##Introduction Repository for DPUs (Data processing units) for UnifiedViews ETL tool (https://github.com/UnifiedViews/Core).
##For Users
###DPU List
####Domain specific Prepared for 1.3.0
Name | Type | Location | Description |
---|---|---|---|
e-sukl | Extractor | dpu-domain-specific/e-sukl | |
e-isvav | Extractor | dpu-domain-specific/e-isvav |
#####General
Name | Type | Location | Description |
---|---|---|---|
t-tabular | Transformer | dpu/t-tabular | |
l-solr | Loader | dpu/l-solr | |
t-rdfStatementParser | Transformer | dpu/t-rdfStatementParser |
This manual assumes that you have already downloaded and installed libraries from https://github.com/UnifiedViews.
- download this repository
- execute tools/init.sh
- create new DPU form maven archeotype dpu-template-advanced
- if the target instance does not contain libs as osgi-bundles you must update dependency scope from provided to compile
##For developers (Please READ before contributing) Purpose of specific directories.
###Libs The Libs directory contains useful project that can be used by DPUs:
- boost-dpu
- service-external - provides classes for manipulation with external services (query http sparql).
- service-serializaiton-xml - provides service for xml serialization
- utils-dataunit
- utils-dataunit-rdf - wrap for RDFDataUnit, that makes work with rdf easier
- utils-test - load/store methods for RDFDataUnit.

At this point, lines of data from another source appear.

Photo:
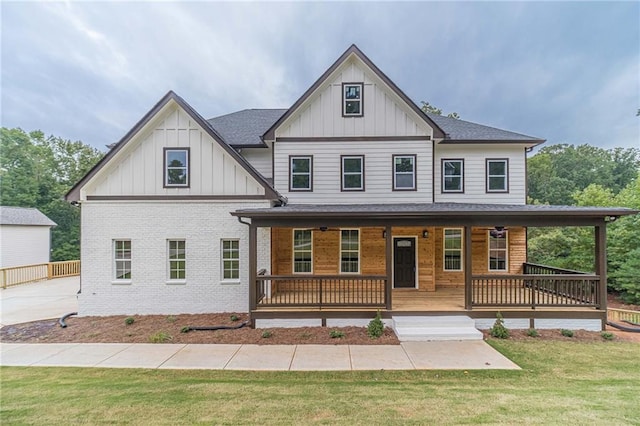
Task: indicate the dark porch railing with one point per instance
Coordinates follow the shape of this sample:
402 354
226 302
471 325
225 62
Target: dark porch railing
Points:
320 291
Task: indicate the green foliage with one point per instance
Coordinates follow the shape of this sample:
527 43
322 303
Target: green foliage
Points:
37 171
499 330
375 327
336 334
160 337
566 333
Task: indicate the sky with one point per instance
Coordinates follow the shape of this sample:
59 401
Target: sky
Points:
567 72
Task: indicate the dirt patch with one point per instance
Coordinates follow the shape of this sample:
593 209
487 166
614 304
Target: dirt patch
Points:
170 329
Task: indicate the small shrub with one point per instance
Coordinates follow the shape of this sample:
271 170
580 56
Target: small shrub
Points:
499 330
375 327
532 332
336 334
566 333
160 337
606 335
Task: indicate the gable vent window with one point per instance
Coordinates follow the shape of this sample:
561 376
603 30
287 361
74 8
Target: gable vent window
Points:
176 167
352 99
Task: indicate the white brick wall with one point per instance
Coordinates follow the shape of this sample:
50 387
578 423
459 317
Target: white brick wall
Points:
149 225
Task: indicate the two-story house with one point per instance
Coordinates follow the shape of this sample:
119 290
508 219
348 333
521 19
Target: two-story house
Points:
353 200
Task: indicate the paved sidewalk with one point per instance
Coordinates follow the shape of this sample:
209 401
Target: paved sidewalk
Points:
449 355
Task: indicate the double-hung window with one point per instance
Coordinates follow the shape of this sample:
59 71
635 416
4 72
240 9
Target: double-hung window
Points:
352 99
497 175
300 173
302 251
177 256
122 260
349 251
230 259
404 172
452 248
498 251
352 172
176 167
453 175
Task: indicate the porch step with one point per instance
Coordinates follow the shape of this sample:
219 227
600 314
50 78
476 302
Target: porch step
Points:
424 328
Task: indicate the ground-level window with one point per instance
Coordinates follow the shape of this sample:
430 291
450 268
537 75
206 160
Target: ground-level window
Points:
498 246
452 175
177 259
404 172
497 175
352 172
452 248
122 260
230 259
350 251
301 173
302 251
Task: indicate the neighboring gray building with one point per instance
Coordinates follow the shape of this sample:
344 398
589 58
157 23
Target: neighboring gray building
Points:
25 236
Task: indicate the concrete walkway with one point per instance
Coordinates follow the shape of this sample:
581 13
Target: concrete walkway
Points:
451 355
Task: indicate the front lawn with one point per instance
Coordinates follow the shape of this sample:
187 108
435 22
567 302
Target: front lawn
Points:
561 383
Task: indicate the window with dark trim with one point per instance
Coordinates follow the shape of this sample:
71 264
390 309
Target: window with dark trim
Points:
404 172
302 251
301 173
452 249
176 167
352 167
349 251
497 175
352 99
452 175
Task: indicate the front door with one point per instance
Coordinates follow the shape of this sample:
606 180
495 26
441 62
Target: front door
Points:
404 262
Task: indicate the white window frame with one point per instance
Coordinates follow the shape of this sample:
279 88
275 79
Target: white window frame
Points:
445 249
234 248
118 257
178 259
505 250
292 173
294 251
356 251
343 185
505 176
396 173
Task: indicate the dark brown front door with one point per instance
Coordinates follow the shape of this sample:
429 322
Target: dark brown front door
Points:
404 262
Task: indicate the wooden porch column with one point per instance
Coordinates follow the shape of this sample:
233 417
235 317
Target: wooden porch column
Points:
253 267
389 265
601 264
467 267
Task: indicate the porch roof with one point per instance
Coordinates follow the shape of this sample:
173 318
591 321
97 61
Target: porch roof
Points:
423 214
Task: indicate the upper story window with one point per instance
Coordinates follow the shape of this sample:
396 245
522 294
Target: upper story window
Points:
301 173
452 175
176 167
352 173
497 175
404 172
352 99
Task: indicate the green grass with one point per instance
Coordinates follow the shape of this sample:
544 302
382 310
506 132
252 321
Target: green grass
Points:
561 383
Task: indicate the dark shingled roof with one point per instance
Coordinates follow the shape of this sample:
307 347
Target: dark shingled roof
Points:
24 216
245 128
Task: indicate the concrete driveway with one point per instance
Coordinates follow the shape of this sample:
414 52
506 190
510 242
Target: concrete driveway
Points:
38 301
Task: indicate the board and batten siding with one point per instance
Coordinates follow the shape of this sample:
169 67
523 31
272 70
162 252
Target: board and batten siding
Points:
475 177
378 168
138 168
384 113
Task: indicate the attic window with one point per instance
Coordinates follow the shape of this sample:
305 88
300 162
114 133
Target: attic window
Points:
176 167
352 99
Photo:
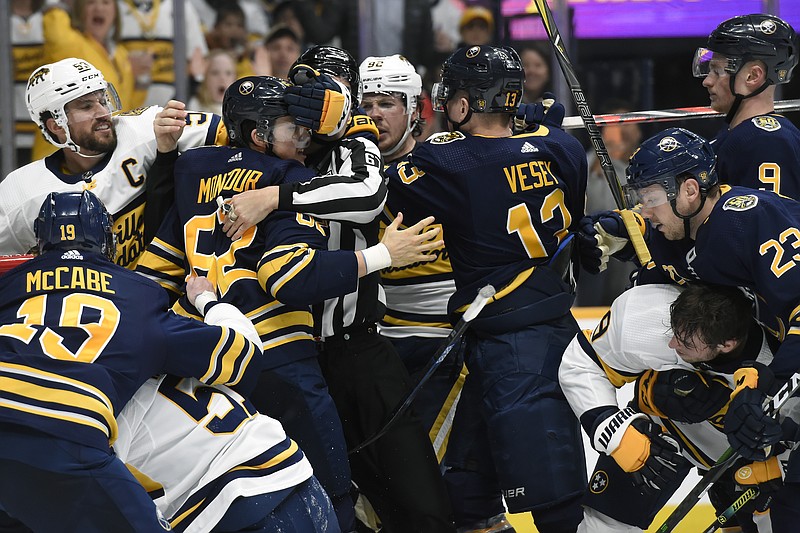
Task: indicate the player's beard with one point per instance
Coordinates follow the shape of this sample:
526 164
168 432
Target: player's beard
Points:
95 143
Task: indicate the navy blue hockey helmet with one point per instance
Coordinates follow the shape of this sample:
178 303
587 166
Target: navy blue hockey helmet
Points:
662 158
75 221
751 37
336 62
492 77
253 101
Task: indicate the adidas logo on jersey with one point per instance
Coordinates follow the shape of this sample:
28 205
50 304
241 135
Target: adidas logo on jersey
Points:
72 254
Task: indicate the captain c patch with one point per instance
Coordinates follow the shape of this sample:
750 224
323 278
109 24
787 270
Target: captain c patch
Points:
740 203
766 123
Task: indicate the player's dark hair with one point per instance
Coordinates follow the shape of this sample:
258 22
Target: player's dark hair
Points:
715 313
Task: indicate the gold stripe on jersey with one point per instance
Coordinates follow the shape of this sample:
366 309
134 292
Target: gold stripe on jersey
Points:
81 395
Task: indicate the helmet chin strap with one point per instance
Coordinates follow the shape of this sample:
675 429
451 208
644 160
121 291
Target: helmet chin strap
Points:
737 98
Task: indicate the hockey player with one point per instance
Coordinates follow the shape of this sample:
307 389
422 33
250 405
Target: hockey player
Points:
398 473
212 462
73 354
110 156
681 348
723 235
507 204
275 271
745 59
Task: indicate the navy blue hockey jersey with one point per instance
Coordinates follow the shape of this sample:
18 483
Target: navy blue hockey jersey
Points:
506 204
762 152
273 273
749 240
79 335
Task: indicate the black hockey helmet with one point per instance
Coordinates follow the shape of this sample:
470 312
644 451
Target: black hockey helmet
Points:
253 102
75 221
492 77
754 37
334 61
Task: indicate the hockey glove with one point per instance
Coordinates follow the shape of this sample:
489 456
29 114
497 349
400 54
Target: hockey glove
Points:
681 395
640 448
603 235
317 101
548 113
751 432
766 476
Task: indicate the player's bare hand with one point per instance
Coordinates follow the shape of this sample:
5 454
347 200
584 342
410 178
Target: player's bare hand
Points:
248 209
168 125
196 285
413 244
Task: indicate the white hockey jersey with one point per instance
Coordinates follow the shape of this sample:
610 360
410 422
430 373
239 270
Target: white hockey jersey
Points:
196 448
632 338
117 180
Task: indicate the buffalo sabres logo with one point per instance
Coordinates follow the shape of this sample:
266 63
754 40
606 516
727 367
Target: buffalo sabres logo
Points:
599 482
740 203
668 144
38 76
768 27
767 123
246 87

###Dependencies Contains DPU's dependencies (jar libraries - osgi bundles). If DPU needs some osgi-library then the library should be located here and there should be lib/libs.txt file (line oriented) that contains list of required dependencies in the DPU folder, e.g., as here: https://github.com/mff-uk/DPUs/tree/master/dpu/loader-scp.
###New DPUs There are three directories, where the DPUs are stored:
- dpu-deprecated - this DPUs should not be used and should be replaced by other DPUs as they are no longer maintained.
- dpu-domain-specific - domain specific DPUs, mostly extractors.
- dpu - general DPUs. If DPU is located here then is should have potential to be used in multiple pipelines across different domains.